I hope also kepler gets:
*Suspend to graphics ram (Wddm 1.2 feature)
*improved thread switch context granularity: hope is at least /triangle/primitive/thread group/ vs current draw call better would be pixel/vertex and thread in compute…
*HW Video encoder similar to AMD VCE and expose via cuda video encoder api… (so existing apps work without recompilation)-> vreveal 3.2
Not GPGPU relevant:
*HW support for partial resident textures (aka: sparse textures, virtual textures, etc…)
*DP 1.2 XBR and HDMI 3GHZ
*DP DMM audio
*>256GB/s graphics RAM BW

Sorry before I forgot also some enhanced visual compute support (aka OpenGL/DX CUDA interop)
(some wishes reposted from OpenCL for realtime rendering: What's missing? | Anteru's Blog)

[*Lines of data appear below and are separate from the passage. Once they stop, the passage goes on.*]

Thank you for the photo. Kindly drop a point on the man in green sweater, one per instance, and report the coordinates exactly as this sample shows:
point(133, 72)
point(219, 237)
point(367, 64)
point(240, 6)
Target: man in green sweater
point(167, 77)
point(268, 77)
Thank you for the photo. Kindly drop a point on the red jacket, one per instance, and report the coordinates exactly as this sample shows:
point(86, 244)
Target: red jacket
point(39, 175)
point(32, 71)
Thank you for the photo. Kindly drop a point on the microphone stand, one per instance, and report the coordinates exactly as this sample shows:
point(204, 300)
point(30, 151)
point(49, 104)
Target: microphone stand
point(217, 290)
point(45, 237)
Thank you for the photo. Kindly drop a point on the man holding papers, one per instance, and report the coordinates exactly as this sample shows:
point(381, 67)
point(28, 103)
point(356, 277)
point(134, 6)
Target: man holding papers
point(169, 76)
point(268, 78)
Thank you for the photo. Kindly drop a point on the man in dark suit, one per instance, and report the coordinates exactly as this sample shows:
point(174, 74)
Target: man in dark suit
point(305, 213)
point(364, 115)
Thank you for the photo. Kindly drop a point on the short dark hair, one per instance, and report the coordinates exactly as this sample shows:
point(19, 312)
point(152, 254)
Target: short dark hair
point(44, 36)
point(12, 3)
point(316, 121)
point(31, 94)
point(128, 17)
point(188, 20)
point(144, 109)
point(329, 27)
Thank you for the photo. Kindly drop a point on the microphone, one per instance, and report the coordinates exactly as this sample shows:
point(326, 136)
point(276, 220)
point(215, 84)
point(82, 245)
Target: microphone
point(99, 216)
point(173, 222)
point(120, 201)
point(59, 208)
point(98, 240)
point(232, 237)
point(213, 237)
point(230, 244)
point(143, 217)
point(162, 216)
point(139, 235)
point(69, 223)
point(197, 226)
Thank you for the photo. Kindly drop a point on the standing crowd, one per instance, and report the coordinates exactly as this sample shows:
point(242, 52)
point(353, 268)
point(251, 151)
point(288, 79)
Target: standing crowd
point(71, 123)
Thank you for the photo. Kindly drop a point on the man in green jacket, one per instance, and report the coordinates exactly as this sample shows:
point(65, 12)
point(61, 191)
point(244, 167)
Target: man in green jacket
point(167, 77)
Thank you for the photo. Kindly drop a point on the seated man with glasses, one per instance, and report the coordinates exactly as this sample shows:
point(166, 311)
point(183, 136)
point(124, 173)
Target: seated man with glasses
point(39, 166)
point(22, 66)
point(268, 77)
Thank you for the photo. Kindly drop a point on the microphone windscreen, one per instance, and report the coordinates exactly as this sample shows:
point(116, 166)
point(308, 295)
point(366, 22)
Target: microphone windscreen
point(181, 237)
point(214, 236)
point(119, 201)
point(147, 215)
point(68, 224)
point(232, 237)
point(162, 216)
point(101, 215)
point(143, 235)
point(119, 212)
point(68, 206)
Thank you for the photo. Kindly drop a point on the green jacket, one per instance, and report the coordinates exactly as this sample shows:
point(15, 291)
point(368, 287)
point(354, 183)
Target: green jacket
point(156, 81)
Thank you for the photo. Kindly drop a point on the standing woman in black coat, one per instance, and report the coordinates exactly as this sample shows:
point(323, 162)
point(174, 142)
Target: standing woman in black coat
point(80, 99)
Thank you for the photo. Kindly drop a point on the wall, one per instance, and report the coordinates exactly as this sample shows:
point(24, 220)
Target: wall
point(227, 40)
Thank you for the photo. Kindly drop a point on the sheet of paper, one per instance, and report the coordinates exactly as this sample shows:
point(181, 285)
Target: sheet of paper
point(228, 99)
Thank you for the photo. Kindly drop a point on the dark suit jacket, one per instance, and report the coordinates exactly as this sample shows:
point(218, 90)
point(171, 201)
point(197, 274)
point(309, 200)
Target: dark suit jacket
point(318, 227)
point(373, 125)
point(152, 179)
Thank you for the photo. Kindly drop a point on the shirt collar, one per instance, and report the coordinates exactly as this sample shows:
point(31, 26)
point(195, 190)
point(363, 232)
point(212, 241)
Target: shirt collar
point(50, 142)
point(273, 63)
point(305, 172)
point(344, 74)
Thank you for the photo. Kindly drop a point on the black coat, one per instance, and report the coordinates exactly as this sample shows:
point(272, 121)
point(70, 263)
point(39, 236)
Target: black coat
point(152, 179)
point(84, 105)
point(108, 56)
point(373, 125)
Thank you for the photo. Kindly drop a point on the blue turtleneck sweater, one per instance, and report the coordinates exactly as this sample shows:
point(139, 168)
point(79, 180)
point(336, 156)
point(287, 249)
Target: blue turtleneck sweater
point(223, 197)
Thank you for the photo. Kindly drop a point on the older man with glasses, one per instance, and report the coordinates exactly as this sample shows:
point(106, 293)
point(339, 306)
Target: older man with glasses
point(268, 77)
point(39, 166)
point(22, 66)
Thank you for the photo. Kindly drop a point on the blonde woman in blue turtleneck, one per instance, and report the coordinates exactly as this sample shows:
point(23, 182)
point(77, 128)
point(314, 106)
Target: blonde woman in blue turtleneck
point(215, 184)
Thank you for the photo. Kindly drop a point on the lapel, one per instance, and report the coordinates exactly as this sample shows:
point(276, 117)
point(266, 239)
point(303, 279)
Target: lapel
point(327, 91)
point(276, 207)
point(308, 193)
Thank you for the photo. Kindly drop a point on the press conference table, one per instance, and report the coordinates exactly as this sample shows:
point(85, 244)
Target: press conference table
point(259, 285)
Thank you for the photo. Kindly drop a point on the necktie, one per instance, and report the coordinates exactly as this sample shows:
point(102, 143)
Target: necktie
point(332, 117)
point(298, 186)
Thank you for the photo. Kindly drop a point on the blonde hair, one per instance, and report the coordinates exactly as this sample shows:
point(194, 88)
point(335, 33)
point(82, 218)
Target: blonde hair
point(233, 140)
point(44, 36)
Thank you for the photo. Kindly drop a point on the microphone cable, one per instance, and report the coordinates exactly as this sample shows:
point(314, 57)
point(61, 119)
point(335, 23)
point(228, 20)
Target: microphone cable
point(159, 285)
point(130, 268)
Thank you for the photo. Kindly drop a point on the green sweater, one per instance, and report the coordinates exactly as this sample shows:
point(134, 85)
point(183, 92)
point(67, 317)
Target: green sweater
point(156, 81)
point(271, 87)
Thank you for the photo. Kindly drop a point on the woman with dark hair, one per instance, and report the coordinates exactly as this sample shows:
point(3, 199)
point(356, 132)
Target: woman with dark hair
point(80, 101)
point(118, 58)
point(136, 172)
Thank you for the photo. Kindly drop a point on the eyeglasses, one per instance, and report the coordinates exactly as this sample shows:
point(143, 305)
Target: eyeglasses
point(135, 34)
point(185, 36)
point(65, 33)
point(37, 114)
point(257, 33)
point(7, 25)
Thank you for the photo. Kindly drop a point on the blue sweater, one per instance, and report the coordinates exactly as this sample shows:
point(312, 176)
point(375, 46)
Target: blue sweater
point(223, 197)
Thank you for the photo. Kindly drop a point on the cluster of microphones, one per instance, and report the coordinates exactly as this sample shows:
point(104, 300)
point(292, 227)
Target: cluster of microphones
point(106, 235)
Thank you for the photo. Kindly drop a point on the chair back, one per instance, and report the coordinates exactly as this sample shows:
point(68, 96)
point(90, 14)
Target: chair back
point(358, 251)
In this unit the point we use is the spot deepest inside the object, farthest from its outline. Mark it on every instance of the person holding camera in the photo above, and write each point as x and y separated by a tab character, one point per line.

please include this in CUDA 5.x and OpenCL (in OCL as extensions):
No support for reading the depth buffer: Binding a depth buffer with 24-bit depth is not possible at all; binding a depth buffer with 32-bit depth stored as float still requires a copy between the depth buffer and a 32-bit float texture. This is just ridiculous, as the data is already on the GPU. Use cases for this are plenty: Every deferred shading implementation on the GPU wants access to the depth buffer to be able to compute the world space position. Being able to use a 32-bit depth texture would resolve 50% of the problems. The ideal case would be the ability to map (in DirectX parlance) DXGI_FORMAT_D24S8 and DXGI_FORMAT_R32_TYPELESS textures, the former because it provides best performance and the latter because it would allow to share the depth buffer between OpenCL and pixel shaders.

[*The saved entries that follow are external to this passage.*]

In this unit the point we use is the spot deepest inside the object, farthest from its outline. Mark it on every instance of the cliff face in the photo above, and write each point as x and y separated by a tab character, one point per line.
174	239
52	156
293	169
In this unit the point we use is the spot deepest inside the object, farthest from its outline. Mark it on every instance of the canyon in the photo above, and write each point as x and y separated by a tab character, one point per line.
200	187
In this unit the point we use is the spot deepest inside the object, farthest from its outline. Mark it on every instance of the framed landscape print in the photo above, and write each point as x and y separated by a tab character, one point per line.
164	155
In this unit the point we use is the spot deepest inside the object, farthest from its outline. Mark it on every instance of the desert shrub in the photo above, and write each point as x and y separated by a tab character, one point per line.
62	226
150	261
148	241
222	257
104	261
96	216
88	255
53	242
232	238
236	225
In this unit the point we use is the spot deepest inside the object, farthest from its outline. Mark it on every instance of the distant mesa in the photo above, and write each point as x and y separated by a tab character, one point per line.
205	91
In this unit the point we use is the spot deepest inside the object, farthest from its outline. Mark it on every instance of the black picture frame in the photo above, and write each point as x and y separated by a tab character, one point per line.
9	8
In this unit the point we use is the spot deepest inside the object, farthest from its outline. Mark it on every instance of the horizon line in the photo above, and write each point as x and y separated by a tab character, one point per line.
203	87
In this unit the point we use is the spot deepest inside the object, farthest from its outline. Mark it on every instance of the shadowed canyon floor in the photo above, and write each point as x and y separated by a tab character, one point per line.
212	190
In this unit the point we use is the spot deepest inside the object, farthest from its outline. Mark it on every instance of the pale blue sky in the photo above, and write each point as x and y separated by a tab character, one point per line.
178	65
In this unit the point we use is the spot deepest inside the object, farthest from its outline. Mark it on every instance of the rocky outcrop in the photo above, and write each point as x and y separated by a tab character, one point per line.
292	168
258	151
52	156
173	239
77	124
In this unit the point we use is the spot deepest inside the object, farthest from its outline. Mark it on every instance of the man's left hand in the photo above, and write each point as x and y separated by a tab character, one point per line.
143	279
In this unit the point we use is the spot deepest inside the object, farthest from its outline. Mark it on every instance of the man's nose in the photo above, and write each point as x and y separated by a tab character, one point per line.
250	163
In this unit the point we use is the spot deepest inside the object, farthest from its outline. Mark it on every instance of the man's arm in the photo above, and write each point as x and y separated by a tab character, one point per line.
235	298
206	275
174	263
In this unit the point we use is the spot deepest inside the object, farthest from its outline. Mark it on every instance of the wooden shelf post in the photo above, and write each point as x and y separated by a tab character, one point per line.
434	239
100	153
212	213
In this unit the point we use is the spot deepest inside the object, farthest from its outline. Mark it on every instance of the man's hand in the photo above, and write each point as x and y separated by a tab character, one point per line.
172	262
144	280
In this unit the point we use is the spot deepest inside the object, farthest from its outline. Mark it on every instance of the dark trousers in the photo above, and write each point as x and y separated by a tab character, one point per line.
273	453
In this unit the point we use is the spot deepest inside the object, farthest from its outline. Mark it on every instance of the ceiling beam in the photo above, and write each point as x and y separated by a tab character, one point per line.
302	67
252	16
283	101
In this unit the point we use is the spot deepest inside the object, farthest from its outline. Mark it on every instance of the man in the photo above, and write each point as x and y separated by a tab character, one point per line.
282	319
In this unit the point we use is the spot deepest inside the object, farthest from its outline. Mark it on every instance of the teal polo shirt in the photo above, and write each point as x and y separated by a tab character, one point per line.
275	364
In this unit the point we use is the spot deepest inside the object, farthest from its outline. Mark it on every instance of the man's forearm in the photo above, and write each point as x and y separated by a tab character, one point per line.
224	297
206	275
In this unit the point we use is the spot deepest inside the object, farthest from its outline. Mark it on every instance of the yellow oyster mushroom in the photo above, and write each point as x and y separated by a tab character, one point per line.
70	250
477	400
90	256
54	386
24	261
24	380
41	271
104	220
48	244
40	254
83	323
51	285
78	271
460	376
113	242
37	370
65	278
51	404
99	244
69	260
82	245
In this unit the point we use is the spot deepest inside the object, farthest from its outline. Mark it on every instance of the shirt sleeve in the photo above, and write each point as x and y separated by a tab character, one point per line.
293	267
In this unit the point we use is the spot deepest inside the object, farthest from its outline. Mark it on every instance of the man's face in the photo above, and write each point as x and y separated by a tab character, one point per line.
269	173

No mip-mapped texture support: OpenCL only allows to bind a single mip-map level of an image. I would definitely like to bind a full mip-map chain, for instance, implementing a fast volume-raytracer is much easier if I can access a mip-mapped min/max texture for acceleration. Using global memory to emulate mip-mapped data structures results in reduced performance and super-ugly code, especially if interpolation is used. There is some hope that this will be added, as the cl_image_desc has already a field num_mip_levels. An immediate use case for me is the already mentioned volume rendering, but there’s also a lot of image filtering things where access to all mip-map levels would be very helpful; plus some other uses cases as well (for instance, updating a virtual texture memory page table.) Even worse, it can be done already today, with super-ugly code that binds each mip-map level to an image object.

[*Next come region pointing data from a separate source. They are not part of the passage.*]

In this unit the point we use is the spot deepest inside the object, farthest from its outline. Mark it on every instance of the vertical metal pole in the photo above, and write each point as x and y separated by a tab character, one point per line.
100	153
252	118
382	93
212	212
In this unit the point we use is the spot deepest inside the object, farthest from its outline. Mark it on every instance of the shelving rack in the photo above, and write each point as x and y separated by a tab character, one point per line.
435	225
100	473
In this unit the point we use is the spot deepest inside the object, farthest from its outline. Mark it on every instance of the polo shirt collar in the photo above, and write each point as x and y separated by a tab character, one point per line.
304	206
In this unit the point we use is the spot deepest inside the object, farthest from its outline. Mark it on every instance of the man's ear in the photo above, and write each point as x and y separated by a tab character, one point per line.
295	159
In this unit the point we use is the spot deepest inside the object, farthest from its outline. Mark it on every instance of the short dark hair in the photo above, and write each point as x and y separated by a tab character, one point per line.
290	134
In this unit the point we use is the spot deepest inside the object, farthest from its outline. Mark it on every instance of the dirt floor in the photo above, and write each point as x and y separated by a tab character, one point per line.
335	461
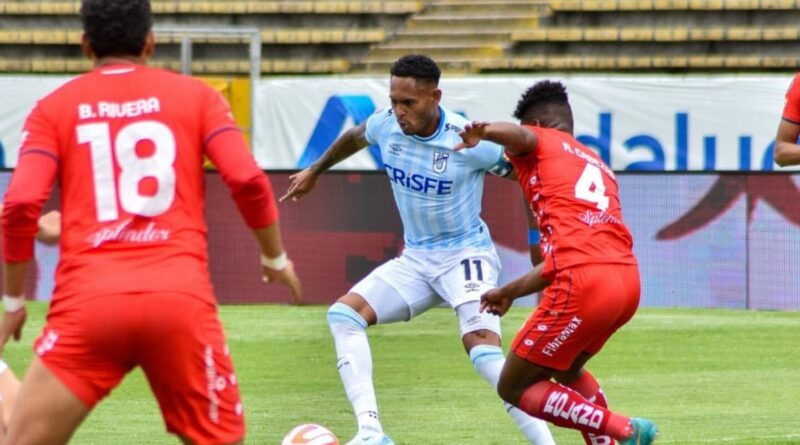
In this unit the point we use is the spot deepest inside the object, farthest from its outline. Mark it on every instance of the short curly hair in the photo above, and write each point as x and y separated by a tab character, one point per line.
116	27
417	66
543	93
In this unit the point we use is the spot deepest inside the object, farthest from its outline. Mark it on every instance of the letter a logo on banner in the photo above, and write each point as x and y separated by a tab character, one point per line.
333	117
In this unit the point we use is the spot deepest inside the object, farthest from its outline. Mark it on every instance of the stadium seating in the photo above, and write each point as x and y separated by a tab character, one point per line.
468	36
458	34
658	35
298	36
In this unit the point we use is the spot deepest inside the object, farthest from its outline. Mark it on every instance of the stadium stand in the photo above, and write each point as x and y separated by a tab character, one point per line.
459	34
659	35
467	36
319	36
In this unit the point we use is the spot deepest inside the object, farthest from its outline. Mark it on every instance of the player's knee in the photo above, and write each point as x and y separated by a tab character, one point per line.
480	337
509	391
340	314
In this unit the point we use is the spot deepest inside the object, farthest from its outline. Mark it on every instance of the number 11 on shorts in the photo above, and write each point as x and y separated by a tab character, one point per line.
468	269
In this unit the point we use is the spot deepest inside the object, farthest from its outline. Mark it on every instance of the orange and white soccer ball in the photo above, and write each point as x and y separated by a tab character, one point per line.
310	434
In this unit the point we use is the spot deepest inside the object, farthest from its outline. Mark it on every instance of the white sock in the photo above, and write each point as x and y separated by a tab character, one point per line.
488	361
355	364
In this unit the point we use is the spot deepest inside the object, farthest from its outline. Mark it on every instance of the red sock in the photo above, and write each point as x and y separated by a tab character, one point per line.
564	407
588	387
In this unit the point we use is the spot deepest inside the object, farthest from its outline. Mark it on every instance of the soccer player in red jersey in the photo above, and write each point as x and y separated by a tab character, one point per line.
127	144
589	269
787	150
48	233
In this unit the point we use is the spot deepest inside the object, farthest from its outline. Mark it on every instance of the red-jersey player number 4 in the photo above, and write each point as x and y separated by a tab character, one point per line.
590	187
133	167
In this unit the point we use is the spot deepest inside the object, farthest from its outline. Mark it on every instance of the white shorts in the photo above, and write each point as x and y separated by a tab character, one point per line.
418	280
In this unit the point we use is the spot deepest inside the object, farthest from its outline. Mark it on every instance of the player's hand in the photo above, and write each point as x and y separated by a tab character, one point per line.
303	182
286	277
49	228
472	133
496	302
11	326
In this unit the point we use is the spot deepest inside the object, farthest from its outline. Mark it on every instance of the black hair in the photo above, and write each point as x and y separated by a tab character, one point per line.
116	27
417	66
541	94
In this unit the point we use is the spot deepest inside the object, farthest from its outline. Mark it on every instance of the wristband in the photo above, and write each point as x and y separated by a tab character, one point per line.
534	236
277	263
13	304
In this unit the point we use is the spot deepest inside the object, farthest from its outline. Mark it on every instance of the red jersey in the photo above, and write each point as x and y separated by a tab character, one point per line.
575	198
791	110
127	144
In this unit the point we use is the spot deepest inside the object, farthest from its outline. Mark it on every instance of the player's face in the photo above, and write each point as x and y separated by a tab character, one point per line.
415	105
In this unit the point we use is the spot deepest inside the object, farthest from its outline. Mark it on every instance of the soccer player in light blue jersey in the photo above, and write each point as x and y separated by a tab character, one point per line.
449	255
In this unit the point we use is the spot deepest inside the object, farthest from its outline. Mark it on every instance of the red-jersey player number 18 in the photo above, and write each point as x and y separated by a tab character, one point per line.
133	168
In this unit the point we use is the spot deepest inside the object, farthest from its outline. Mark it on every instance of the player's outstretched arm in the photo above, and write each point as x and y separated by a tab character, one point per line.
49	227
516	139
787	151
498	301
14	313
303	182
275	266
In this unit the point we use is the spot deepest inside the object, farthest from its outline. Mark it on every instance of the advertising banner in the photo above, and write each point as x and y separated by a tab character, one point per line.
641	123
702	240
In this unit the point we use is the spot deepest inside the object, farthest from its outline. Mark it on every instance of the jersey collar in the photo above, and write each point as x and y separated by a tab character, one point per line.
438	129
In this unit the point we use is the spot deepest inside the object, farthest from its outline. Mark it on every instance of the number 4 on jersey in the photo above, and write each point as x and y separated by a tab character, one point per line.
590	187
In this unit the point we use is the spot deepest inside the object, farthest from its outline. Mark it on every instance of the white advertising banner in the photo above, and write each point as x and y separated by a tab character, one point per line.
18	96
655	123
635	123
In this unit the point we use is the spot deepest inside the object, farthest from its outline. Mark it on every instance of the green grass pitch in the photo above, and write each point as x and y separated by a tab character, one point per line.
705	376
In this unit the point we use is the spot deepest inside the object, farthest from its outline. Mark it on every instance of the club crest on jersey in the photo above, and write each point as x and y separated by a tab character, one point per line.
440	161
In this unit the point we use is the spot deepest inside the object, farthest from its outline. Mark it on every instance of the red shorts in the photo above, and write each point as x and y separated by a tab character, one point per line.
578	312
178	341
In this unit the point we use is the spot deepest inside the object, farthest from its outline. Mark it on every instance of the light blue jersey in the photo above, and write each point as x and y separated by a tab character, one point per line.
437	190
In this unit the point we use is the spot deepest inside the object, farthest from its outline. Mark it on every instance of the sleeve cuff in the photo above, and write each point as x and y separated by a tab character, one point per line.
17	249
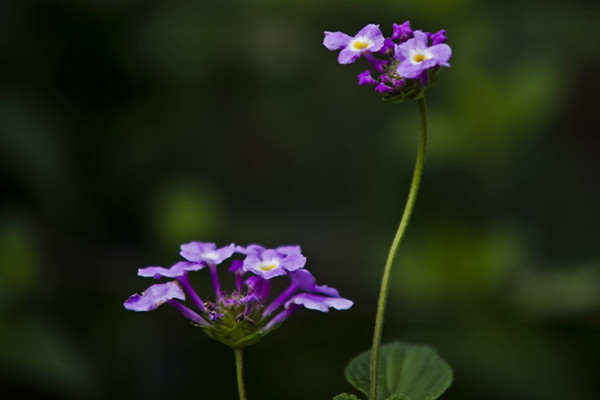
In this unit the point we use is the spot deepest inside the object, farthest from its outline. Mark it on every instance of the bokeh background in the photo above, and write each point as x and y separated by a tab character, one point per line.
128	127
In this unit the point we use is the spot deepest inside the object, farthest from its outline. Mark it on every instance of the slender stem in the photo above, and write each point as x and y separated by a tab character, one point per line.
239	361
385	281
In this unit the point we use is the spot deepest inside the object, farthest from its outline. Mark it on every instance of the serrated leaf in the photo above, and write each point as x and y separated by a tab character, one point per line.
406	372
345	396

No multi-sampled image support: Reading MSAA’ed image is a must have for high-quality rendering, writing would be nice but is not that crucial. Again, support seems to be coming, the cl_image_desc has also a field num_samples. The main use case I have in mind is high-quality deferred shading, where I would definitely like to use an MSAA’ed frame- and depthbuffer.
[Update] Why is it important to access the depth buffer directly? Because you benefit from the hardware compression during reads (reducing the required bandwidth.) This is even more important for multi-sampled buffers, as the hardware compression can do really wonders there. After copying to a normal texture, the compression is lost.